Note Currently, this feature is only available for AnalyticDB for PostgreSQL V4.3, but not V6.0 nor others.

AnalyticDB for PostgreSQL supports column-oriented storage and features a high data compression ratio and improved query performance. However, it must read data from the entire column or create a B-tree index when processing query criteria with a high filter rate. There are two potential issues with indexing. One is that indexes are not compressed, which results in serious data bloat. The other is that large result sets cause indexes to fail and the cost to be higher than that of a table scan. To address the issues, AnalyticDB for PostgreSQL provides the MetaScan feature, which offers excellent filter performance and occupies minimal storage space.

Enable MetaScan

The MetaScan feature is controlled by the following parameters:

  • RDS_ENABLE_CS_ENHANCEMENT

    Specifies whether to collect metadata. If it is set to ON, metadata collection is enabled. If it is set to OFF, metadata collection is disabled. By default, this parameter is set to ON. In this situation, if the data in column-oriented tables changes, the system automatically collects the metadata of the tables. This parameter is an instance-level parameter. If you want to change its setting, contact technical support by submitting a ticket.

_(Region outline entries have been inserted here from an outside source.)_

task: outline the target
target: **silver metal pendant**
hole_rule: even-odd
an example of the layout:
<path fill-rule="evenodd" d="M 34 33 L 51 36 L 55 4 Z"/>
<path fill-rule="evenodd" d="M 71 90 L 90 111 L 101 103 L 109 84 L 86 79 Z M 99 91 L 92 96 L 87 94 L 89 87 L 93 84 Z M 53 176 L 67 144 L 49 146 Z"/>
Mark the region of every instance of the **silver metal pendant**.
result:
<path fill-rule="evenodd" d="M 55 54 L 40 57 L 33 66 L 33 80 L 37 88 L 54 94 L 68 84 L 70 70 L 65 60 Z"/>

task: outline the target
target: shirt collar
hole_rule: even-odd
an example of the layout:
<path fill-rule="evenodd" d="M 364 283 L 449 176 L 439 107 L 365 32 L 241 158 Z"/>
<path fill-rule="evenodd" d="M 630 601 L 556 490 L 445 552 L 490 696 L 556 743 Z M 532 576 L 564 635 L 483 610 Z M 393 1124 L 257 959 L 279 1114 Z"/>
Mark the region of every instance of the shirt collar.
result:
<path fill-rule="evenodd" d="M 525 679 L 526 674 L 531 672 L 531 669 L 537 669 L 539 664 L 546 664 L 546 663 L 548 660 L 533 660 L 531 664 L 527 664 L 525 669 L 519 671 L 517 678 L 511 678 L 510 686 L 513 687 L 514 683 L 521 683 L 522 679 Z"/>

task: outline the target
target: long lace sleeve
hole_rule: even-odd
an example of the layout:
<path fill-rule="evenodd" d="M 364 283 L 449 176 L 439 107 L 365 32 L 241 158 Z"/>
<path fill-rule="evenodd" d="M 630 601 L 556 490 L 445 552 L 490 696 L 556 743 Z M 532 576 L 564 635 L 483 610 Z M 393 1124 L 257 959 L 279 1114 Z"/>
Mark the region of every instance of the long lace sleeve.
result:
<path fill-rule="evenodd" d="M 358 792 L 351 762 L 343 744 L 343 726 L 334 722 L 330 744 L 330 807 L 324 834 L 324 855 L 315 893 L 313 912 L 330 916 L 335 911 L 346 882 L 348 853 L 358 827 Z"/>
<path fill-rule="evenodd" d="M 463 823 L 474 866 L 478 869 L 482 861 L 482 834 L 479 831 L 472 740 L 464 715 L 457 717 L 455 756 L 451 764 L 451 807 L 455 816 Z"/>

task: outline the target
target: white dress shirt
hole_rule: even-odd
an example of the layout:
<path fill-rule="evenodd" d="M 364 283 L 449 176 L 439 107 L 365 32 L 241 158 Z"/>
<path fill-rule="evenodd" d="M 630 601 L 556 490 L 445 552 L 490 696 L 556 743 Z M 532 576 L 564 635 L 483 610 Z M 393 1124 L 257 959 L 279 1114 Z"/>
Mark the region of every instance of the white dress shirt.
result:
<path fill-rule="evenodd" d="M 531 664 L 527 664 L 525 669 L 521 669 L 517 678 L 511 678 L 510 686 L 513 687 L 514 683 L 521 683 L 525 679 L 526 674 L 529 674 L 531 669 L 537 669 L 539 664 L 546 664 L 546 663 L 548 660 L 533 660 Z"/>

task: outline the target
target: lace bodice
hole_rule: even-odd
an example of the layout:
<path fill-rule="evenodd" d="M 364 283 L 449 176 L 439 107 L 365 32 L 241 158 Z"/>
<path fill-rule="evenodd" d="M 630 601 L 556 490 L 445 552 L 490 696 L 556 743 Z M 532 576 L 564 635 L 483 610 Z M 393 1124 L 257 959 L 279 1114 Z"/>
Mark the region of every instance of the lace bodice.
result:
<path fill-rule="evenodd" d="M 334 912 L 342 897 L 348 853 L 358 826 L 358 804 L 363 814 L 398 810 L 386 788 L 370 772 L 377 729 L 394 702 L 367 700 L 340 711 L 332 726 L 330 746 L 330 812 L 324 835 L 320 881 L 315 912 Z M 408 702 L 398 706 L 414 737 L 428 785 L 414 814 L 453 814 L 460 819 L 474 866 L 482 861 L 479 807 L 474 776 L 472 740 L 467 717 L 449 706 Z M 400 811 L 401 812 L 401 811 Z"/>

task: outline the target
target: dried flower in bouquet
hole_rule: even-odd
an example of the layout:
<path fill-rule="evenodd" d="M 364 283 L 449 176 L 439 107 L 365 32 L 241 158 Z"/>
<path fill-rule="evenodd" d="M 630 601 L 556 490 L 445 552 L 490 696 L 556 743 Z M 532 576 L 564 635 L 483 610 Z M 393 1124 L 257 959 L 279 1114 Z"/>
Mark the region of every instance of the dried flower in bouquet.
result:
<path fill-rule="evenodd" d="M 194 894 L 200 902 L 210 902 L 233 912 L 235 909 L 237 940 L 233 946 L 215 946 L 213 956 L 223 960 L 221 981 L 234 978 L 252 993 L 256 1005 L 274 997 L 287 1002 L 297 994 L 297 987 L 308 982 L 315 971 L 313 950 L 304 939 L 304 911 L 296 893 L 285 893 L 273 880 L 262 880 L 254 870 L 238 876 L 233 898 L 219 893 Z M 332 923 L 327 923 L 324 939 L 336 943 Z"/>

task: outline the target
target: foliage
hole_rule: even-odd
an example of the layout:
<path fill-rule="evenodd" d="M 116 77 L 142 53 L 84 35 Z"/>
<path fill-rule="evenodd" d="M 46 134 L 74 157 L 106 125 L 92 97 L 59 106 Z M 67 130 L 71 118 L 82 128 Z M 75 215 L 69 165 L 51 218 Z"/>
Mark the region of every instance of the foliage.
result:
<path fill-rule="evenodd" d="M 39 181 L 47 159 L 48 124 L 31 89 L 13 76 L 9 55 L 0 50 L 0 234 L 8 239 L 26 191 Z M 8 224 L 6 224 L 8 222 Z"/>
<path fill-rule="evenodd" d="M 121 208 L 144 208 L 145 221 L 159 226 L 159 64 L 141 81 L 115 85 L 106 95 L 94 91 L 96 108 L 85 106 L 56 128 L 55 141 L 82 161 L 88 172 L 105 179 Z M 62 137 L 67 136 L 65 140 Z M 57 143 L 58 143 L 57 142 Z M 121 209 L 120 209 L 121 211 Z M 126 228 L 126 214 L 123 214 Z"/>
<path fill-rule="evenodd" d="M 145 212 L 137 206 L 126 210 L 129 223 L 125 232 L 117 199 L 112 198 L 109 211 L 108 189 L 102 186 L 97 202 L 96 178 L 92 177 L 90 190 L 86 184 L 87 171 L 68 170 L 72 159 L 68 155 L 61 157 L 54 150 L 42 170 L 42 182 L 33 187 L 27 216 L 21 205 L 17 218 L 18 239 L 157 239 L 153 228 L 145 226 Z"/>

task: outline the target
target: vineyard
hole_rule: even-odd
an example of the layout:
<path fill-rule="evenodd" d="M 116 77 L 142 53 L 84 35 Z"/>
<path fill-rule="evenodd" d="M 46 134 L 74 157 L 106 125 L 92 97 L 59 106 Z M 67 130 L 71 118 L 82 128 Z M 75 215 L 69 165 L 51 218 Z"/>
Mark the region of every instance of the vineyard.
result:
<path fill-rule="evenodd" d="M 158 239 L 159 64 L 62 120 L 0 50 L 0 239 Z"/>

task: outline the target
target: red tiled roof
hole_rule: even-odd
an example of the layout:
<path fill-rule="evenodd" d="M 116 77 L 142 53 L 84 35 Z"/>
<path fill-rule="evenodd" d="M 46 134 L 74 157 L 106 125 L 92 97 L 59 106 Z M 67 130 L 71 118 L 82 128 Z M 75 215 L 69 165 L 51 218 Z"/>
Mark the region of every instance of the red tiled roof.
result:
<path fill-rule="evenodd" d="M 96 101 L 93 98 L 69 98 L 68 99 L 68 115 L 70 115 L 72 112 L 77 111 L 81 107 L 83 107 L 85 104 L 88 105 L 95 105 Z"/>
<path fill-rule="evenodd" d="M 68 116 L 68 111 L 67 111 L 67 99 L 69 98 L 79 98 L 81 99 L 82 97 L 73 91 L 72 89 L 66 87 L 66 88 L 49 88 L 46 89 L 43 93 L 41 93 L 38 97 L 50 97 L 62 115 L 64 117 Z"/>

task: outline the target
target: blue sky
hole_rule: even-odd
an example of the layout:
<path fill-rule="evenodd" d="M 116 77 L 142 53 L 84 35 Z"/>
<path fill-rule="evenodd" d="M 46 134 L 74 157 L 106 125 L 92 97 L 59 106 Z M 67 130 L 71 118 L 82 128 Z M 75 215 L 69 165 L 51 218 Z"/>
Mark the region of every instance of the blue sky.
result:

  • RDS_ENABLE_COLUMN_META_SCAN
    Specifies whether to enable the MetaScan feature for a query. If it is set to ON, the feature is enabled for a query. If it is set to OFF, the feature is disabled for a query. By default, this parameter is set to OFF. This parameter is a session-level parameter. You can view or change its setting by executing the following SQL statements:
    --- Check whether MetaScan is enabled.
    Show RDS_ENABLE_COLUMN_META_SCAN;
    --- Disable MetaScan.
    Set RDS_ENABLE_COLUMN_META_SCAN = OFF;
    --- Enable MetaScan.
    Set RDS_ENABLE_COLUMN_META_SCAN = ON;
Notice After you set RDS_ENABLE_CS_ENHANCEMENT to OFF, metadata collection is stopped for all column-oriented tables. If you want to use the MetaScan feature after setting RDS_ENABLE_CS_ENHANCEMENT to ON, execute the ALTER TABLE table_name SET WITH (REORGANIZE=TRUE) statement to collect the metadata of the tables again.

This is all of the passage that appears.